A bottle of wine and glasses

Enjoy the treasures of autumn.

 

Living in the “global village”, we might have become slightly disconnected from the traditional practices based on the natural rhythm of seasons. We might have forgotten that autumn, the season following harvest and preceding winter, was the time of plenty for our grandfathers and their grandfathers’ grandfathers as well. The time when larders and granaries were full, and you could follow the carpe diem maxim, and enjoy the pleasures of the well-laden table pushing away the thought about the first frosty breaths of winter.

 

Rows upon rows of grapevine run parallel into the background, terminating at the back and on the right with an auburn and dark green autumn forest, from which three towers of the Camaldolese Monastery in Bielany rise.
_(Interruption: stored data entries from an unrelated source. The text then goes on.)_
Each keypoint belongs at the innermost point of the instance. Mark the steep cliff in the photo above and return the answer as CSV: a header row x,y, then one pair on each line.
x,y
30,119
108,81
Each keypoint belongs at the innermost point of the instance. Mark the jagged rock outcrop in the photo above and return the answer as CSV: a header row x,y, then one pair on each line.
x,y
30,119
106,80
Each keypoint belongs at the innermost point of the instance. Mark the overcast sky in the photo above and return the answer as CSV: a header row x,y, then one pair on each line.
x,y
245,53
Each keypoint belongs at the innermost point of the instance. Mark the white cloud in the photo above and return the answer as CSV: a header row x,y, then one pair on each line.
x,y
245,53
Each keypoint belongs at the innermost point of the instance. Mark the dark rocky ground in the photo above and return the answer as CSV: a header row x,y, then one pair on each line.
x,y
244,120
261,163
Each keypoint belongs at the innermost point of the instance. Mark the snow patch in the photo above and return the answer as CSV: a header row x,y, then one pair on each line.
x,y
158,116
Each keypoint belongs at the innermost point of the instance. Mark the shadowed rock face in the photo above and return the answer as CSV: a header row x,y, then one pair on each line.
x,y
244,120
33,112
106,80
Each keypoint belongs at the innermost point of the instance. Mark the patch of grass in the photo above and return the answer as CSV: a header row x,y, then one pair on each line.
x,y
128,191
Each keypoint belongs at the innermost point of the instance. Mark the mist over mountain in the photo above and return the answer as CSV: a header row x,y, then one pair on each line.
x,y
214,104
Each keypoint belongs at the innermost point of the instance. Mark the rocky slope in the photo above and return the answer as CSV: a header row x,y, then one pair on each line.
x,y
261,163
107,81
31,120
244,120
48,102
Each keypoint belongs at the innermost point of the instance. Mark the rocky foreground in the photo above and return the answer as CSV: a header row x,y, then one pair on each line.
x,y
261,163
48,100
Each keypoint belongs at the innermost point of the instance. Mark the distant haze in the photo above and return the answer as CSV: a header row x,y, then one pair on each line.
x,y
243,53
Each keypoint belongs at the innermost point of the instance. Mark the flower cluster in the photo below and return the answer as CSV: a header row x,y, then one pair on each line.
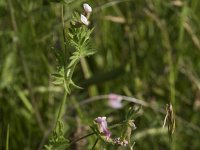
x,y
87,10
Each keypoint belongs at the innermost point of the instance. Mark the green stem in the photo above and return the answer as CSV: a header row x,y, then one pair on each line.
x,y
62,108
81,138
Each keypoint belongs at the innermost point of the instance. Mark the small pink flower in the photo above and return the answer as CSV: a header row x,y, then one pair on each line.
x,y
114,101
84,20
103,126
87,8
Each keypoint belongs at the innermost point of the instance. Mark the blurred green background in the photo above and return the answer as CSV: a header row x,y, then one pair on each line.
x,y
148,49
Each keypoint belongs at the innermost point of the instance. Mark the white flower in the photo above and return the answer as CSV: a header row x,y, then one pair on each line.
x,y
114,101
87,8
84,20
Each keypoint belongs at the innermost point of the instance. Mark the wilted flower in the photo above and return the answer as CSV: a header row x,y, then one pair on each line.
x,y
103,126
114,101
121,142
87,8
84,20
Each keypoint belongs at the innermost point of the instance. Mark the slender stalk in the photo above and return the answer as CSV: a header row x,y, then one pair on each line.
x,y
79,139
7,137
62,107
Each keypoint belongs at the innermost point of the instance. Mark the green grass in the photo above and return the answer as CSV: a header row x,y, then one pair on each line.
x,y
147,49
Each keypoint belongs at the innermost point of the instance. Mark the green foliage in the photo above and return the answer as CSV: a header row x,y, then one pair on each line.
x,y
146,49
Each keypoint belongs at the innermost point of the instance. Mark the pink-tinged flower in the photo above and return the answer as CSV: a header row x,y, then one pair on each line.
x,y
103,126
87,8
120,142
84,20
114,101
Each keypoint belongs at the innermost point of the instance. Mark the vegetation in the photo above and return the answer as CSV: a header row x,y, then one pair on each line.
x,y
127,76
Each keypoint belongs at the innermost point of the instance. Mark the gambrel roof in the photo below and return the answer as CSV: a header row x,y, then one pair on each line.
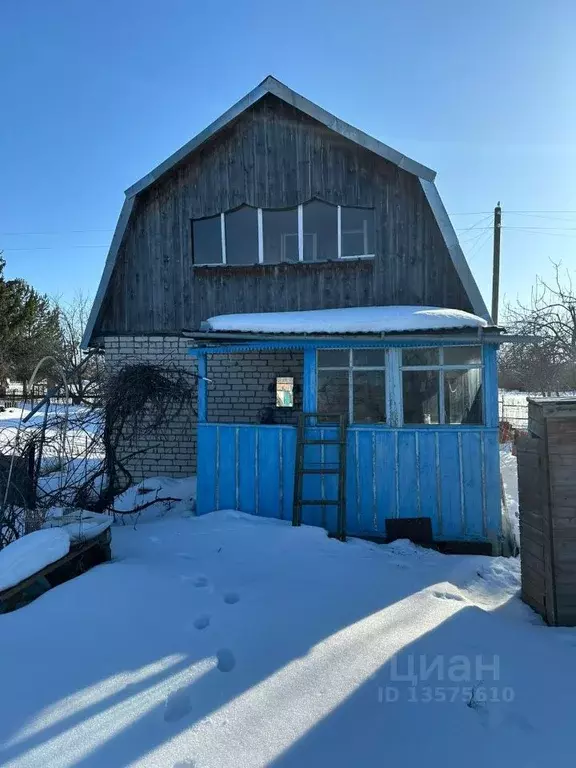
x,y
272,86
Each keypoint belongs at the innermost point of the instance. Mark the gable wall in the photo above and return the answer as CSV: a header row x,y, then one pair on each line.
x,y
273,156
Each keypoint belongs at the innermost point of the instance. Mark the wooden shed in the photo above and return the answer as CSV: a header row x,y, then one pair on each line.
x,y
547,495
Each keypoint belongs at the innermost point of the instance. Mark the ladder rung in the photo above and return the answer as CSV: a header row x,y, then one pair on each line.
x,y
320,471
316,502
323,442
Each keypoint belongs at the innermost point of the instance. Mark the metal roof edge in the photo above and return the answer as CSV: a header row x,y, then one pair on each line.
x,y
108,269
456,254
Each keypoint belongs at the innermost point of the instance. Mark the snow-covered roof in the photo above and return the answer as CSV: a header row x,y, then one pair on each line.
x,y
349,320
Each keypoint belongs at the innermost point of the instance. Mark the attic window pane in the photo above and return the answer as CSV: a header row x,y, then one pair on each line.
x,y
280,235
357,231
320,231
207,241
242,236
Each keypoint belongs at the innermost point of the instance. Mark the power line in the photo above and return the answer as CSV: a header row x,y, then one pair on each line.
x,y
53,248
61,232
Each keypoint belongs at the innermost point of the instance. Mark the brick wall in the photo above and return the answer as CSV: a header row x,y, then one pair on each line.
x,y
172,450
242,390
243,387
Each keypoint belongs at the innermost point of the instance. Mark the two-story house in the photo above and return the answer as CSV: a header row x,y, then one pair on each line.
x,y
280,207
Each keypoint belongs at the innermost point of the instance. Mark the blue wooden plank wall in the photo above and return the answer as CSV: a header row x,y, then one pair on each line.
x,y
451,475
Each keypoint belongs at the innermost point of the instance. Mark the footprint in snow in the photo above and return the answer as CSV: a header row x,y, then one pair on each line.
x,y
201,622
226,660
449,596
177,706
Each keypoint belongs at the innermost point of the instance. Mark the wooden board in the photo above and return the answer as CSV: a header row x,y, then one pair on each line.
x,y
274,157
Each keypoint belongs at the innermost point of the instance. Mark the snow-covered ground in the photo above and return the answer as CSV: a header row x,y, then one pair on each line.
x,y
30,554
82,425
232,640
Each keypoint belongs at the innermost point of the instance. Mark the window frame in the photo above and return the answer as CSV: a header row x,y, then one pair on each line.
x,y
394,394
351,368
260,224
441,367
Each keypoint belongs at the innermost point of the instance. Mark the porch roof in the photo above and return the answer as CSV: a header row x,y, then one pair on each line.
x,y
346,320
215,343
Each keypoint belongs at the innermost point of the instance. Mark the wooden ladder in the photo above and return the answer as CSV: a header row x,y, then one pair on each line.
x,y
329,421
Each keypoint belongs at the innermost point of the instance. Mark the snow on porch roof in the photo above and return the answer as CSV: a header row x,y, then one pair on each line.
x,y
349,320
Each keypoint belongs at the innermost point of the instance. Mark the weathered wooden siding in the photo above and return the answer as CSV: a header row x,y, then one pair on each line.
x,y
450,475
547,495
274,157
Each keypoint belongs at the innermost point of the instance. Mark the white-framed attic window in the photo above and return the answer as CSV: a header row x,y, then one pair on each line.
x,y
315,231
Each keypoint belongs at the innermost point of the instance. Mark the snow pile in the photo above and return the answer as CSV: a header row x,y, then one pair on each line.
x,y
79,525
351,320
180,492
28,555
229,640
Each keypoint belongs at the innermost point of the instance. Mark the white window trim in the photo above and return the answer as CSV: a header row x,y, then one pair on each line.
x,y
260,219
440,367
394,397
351,368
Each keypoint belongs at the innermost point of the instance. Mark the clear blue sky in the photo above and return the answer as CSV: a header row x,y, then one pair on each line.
x,y
95,94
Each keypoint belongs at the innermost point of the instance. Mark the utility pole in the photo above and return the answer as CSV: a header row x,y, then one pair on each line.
x,y
496,263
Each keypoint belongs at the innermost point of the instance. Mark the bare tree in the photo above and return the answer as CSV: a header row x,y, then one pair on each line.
x,y
83,370
547,364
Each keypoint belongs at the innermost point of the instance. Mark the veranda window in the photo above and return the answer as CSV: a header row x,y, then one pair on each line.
x,y
442,385
352,382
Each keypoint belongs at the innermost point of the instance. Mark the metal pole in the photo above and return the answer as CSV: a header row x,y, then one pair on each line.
x,y
496,263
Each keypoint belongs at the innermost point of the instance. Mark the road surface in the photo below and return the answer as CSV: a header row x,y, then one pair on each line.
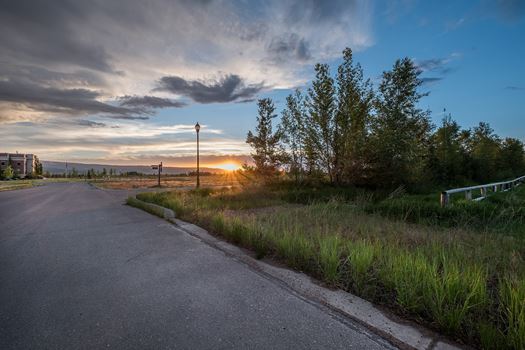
x,y
80,270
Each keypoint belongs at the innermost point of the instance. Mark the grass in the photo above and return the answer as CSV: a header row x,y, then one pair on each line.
x,y
23,183
123,183
502,212
467,281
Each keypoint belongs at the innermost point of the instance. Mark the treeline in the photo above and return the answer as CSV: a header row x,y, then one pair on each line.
x,y
345,131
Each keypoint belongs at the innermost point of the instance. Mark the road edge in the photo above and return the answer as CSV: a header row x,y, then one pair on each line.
x,y
402,333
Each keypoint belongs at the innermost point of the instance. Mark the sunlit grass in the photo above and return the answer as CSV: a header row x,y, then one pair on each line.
x,y
459,281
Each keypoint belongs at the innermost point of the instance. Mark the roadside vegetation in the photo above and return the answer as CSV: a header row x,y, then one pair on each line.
x,y
346,188
467,282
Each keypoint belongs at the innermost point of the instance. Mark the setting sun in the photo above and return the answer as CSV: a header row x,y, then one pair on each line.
x,y
228,166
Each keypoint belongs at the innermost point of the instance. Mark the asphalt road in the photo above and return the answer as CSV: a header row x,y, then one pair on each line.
x,y
80,270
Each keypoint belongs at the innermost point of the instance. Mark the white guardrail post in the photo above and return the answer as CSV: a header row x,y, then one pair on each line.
x,y
497,186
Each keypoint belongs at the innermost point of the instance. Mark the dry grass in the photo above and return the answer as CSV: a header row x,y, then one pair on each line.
x,y
227,179
466,284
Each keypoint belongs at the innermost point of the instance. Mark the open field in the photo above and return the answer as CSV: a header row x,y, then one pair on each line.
x,y
215,180
466,280
20,184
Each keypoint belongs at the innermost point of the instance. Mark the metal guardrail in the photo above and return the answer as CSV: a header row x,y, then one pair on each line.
x,y
501,186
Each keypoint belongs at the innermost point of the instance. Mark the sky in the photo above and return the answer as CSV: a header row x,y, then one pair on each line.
x,y
125,81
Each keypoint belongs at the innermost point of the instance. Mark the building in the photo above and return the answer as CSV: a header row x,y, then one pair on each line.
x,y
22,164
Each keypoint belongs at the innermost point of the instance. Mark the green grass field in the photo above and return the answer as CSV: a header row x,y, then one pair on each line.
x,y
459,269
21,184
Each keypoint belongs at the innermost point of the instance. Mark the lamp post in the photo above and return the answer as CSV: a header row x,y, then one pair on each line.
x,y
197,129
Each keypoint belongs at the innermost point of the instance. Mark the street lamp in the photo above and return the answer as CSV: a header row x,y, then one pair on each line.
x,y
197,129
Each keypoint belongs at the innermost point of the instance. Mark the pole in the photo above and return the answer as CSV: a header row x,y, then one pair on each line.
x,y
198,170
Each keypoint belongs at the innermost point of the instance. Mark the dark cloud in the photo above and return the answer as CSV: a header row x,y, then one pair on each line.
x,y
127,117
90,123
149,102
514,88
55,100
430,80
435,65
291,47
45,76
228,88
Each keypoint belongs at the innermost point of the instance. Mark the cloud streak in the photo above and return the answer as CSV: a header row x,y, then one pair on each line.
x,y
227,88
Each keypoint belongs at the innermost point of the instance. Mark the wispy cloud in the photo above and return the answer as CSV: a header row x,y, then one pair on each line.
x,y
439,66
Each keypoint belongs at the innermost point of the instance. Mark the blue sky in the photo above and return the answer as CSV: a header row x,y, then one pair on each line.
x,y
122,83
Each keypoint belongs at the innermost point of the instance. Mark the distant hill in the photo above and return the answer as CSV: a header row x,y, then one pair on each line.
x,y
60,167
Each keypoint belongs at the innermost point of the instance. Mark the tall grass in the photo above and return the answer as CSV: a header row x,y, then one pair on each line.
x,y
467,284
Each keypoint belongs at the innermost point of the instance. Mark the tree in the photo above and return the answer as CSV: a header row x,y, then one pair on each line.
x,y
354,105
38,167
511,158
320,124
268,154
400,129
447,158
484,151
294,132
8,172
74,172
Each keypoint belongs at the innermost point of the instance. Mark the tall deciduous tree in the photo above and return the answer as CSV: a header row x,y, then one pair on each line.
x,y
400,129
320,124
512,158
294,132
268,154
484,151
354,105
448,159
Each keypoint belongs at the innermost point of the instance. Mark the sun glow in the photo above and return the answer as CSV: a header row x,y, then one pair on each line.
x,y
228,166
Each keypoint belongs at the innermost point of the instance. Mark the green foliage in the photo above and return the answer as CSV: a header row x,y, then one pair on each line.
x,y
400,131
268,154
346,133
445,277
320,124
8,172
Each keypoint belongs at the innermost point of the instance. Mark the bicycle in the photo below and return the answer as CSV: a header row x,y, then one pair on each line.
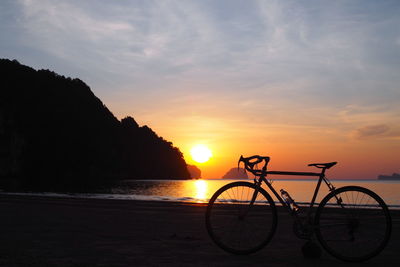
x,y
351,223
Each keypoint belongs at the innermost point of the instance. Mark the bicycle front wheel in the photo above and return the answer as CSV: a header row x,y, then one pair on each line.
x,y
239,219
353,223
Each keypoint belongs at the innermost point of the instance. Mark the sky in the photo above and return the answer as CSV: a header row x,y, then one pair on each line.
x,y
299,81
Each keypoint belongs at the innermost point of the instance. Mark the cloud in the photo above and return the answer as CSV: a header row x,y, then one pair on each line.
x,y
371,131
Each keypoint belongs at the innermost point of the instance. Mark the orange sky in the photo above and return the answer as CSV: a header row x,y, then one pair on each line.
x,y
299,81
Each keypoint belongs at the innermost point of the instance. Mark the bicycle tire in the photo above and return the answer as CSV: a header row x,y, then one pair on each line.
x,y
228,213
353,224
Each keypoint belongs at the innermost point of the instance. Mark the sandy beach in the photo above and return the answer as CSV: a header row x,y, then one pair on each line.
x,y
42,231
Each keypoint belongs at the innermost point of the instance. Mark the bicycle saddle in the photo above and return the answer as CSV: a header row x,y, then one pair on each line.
x,y
323,165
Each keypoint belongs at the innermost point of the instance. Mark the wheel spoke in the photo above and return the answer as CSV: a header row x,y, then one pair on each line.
x,y
235,224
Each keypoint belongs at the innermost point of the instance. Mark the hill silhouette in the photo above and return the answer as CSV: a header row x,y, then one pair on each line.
x,y
56,135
Broad strips of white clouds cross the blue skies above.
Srebrna Góra winery, Kraków

Wherever wine is produced on the northern hemisphere, the “newcomers” – fresh and young – join the winestream in November. It is certainly so in Małopolska, whose young wines you are invited to taste in the local vineyards. Many of them organise special tasting events, the largest one being organised by the is Srebrna Góra (literary: Silver Mountain) Winery on Poland’s national holiday – the Independence Day on 11 November. Operating at the foot at the foot of the Calmadolese Monastery for centuries, the Srebrna Góra Winery follows the winemaking tradition of that ancient monastic order.

Speaking of bygone times, one of the most popular meats on the Polish table was goose. As naturally fattened geese become mature in autumn, it was a tradition to have start eating them on St Martin’s Day, that is 11 November. Censored by the communist regime, as it not only observed a saint but also followed a practice that was both bourgeois and “class struggle incorrect”, is now being revived successfully and tastefully. As part of the Gęsina na św. Marcina campaign, this year organised for – touch wood – the thirteenth time and lasting from 11 to 27 November, many restaurants, especially the ones serving Polish cuisine, invite you to special seasonal menus featuring the delicious dark goose meat. You can find more information on where to pamper your palate in Małopolska this November here.

Good news for vegans and vegetarians: the young wine is 100% vegan, and many restaurants that focus on goose provide vegetarian options with dishes based on other old Polish autumn favourites, notably pumpkin.
If goose meat is not as popular as other poultry options, it is only because geese cannot be bred commercially like e.g., chicken but require plentiful grass pastures to graze. You can see small flocks of geese in many small Polish farmsteads. Their meat has great flavour and is highly nutritious as it is high in protein and an excellent source of riboflavin and vitamin B6.